Contingency management interventions - giving positive reinforcement (eg. token system) for adherence to treatment plan

Replacement therapies - nicotine patches; methadone. These can be:

Full agonists - methadone, nicotine patches

Partial agonists - drugs that bind to receptor but stimulate them weakly, and also block ability of natural NT to stimulate receptor Eg. buprenorphine for opiates, aripiprazole for stimulants

14
Q

What are the major features of addiction?

A
Tolerance
Withdrawal
Craving/compulsion
Loss of control
Little concern for consequences
15
Q

What learning mechanisms contribute to addiction?

A

Pavlovlian Instrumental Transfer Paradigm
That reward-related cues increase responding to get reward. Environmental stimuli can trigger reward-seeking behaviour – and their ability to do so increases with training.

Learning through positive and negative reinforcement

Insensitivity to devaluation

16
Q

What neuropathology accompanies addiction?

A

In meth addicts, less DA transporters, almost as few as Parkinson’s patient

In cocaine users, less activation of various brain areas – cerebellum, orbitofrontal and prefrontal cortex, occipital cortex and thalamus - when presented with natural rewards such as food

In cocaine users, decreased volume of grey matter in prefrontal cortex. Addicts less able to control behaviour.

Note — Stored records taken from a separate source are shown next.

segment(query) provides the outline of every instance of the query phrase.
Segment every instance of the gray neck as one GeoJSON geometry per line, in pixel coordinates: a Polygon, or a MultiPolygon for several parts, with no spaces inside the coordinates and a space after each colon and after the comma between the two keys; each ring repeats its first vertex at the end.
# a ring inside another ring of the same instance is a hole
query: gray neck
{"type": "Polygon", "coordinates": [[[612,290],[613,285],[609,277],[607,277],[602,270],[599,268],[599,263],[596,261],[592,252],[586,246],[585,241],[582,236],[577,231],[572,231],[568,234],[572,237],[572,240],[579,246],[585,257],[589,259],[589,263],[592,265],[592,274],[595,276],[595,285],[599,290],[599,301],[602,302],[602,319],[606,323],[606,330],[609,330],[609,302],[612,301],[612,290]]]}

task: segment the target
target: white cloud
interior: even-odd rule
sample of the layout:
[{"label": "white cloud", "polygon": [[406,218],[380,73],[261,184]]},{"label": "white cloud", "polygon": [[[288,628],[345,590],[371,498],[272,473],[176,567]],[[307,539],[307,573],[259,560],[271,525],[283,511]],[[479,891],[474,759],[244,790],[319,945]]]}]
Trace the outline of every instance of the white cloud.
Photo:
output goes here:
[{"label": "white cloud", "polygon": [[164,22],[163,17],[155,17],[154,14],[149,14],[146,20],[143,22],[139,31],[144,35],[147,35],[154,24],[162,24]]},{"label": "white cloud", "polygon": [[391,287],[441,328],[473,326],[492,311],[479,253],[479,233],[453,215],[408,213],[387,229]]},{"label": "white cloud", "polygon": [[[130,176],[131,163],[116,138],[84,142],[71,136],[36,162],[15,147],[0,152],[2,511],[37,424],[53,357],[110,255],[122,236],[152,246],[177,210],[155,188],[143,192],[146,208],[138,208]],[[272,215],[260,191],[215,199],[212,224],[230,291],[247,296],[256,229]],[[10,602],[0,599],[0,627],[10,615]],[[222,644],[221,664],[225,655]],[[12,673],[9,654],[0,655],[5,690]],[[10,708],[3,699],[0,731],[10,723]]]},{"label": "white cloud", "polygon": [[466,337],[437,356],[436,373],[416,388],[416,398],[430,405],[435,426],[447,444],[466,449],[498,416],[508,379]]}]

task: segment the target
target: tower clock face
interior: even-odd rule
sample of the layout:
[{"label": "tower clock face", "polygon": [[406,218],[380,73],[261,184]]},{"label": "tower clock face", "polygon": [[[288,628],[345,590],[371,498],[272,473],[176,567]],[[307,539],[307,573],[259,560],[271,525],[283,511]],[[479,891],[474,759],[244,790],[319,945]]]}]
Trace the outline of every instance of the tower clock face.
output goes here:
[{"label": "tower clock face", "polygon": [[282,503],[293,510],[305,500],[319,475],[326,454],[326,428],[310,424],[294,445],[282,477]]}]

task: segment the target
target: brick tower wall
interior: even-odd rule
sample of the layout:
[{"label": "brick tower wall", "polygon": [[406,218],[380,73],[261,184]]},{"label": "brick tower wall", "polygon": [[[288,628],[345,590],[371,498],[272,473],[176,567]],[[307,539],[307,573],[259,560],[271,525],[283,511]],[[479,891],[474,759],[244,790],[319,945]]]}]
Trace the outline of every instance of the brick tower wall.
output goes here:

  1. DA receptors are downregulated
  2. Response to natural rewards is blunted
  3. Inhibitory brain areas, such as prefrontal cortex, are less active (although this may not be an effect of drugs - addicts may just have smaller PFCs to begin with)
17
Q

What behavioural functions do GABA and glutamate neurotransmitters control?

A

Glutamate is involved in:
Involved in learning, neural plasticity, memory and dark exposure. Also involved in excitotoxicity following stroke or ischemia.

GABA turns stuff off or down:

Brain wouldn’t work if everything was active all the time. Must turn things off to get clear signal. Like muscles - antagonist pairs, must relax one muscle to tense other. If you tense all -> no action.